Synthesis and structural characterization of scandium SALEN complexes

Abstract

A series of heteroleptic scandium SALEN complexes, [(SALEN)Sc(µ-Cl)]₂ and (SALEN)Sc[N(SiHMe₂)₂] is obtained via amine elimination reactions using [Sc(NⁱPr₂)₂(µ-Cl)(THF)]₂ and Sc[N(SiHMe₂)₂]₃(THF) as metal precursors, respectively.

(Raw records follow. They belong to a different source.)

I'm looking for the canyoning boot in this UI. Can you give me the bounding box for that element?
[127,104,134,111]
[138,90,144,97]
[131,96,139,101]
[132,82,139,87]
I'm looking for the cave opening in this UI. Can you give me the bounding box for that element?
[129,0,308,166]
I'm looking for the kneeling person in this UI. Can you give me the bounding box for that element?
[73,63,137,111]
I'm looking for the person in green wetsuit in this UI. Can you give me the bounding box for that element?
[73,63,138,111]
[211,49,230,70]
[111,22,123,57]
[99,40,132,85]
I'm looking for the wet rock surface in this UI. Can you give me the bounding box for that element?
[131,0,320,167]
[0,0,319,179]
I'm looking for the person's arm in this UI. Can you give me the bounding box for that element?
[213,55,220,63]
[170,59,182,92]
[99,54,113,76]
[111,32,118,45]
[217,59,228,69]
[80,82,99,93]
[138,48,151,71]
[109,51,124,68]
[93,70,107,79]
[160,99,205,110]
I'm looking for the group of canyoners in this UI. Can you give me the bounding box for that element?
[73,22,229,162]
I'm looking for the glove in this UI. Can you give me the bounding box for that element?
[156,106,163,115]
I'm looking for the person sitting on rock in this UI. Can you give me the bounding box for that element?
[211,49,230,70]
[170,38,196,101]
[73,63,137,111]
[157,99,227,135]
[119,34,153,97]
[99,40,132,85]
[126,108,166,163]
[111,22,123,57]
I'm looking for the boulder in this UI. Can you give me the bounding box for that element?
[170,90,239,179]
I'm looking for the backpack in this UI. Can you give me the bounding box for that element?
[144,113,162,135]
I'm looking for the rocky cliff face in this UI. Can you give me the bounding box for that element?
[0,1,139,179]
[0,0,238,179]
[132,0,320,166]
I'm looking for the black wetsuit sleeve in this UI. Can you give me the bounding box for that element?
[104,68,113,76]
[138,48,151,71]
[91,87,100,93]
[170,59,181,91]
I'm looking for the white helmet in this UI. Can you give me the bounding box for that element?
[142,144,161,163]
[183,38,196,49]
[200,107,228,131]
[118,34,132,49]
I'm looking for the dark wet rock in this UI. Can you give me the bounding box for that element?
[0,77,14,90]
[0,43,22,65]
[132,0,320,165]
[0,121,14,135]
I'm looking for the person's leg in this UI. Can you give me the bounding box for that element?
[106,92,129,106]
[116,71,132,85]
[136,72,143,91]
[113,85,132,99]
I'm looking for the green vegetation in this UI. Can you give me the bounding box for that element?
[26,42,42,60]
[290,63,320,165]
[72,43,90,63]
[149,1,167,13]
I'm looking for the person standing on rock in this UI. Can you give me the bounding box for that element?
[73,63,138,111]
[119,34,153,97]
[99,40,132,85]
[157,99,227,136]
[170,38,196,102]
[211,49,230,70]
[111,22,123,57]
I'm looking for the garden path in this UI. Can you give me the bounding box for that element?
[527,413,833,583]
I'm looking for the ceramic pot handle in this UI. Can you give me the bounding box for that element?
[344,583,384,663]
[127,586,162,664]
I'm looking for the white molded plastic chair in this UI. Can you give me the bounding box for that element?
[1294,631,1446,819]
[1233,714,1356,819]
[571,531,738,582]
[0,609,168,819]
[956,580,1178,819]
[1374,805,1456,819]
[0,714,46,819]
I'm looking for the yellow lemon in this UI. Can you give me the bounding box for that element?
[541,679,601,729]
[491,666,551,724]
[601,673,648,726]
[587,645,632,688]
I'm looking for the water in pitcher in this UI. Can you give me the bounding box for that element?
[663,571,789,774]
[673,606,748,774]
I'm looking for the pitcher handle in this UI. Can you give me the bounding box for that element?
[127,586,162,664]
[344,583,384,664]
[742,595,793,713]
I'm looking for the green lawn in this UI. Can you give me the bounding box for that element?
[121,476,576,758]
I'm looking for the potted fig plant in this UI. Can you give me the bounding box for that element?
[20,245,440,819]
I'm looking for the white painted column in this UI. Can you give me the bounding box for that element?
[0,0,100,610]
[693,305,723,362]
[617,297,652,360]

H₂SALEN ligand precursors comprising H₂Salen [(1,2-ethandiyl)bis(nitrilomethylidyne)bis(2,4-di-tert-butyl)phenol], H₂Salpren [(2,2-dimethylpropanediyl)bis(nitrilomethylidyne)bis(2,4-di-tert-butyl)phenol], H₂Salcyc [(1R,2R)-(−)-1,2-cyclohexanediyl)bis(nitrilomethylidyne)bis(2,4-di-tert-butyl)phenol] and H₂Salphen [((1S,2S)-(−)-1,2-diphenylethandiyl)bis(nitrilomethylidyne)bis(2,4-di-tert-butyl)phenol] are selected according to solubility and ligand backbone variation (“N–(R)–N” bite angle) criteria. Consideration is given to the feasibility of [Cl → NR₂] and [N(SiHMe₂)₂ → OSiR₃] secondary ligand exchange reactions. X-ray crystal structure analyses of donor-free (Salpren)Sc(NⁱPr₂), (R,R)-(Salcyc)Sc[N(SiHMe₂)₂], (Salen)Sc(OSi^tBuPh₂) and (Salphen)Sc(OSiH^tBu₂) reveal (i) a very short Sc–N bond distance of 2.000(3) Å, (ii) weak β(Si–H)_amido–Sc agostic interactions and (iii) an exclusive intramolecularly tetradentate and intrinsically bent coordination mode of the SALEN ligands with ∠(Ph,Ph) dihedral angles and Sc–[N₂O₂] distances in the 124.27(9)–127.7(3)° and 0.638(1)–0.688(1) Å range, respectively.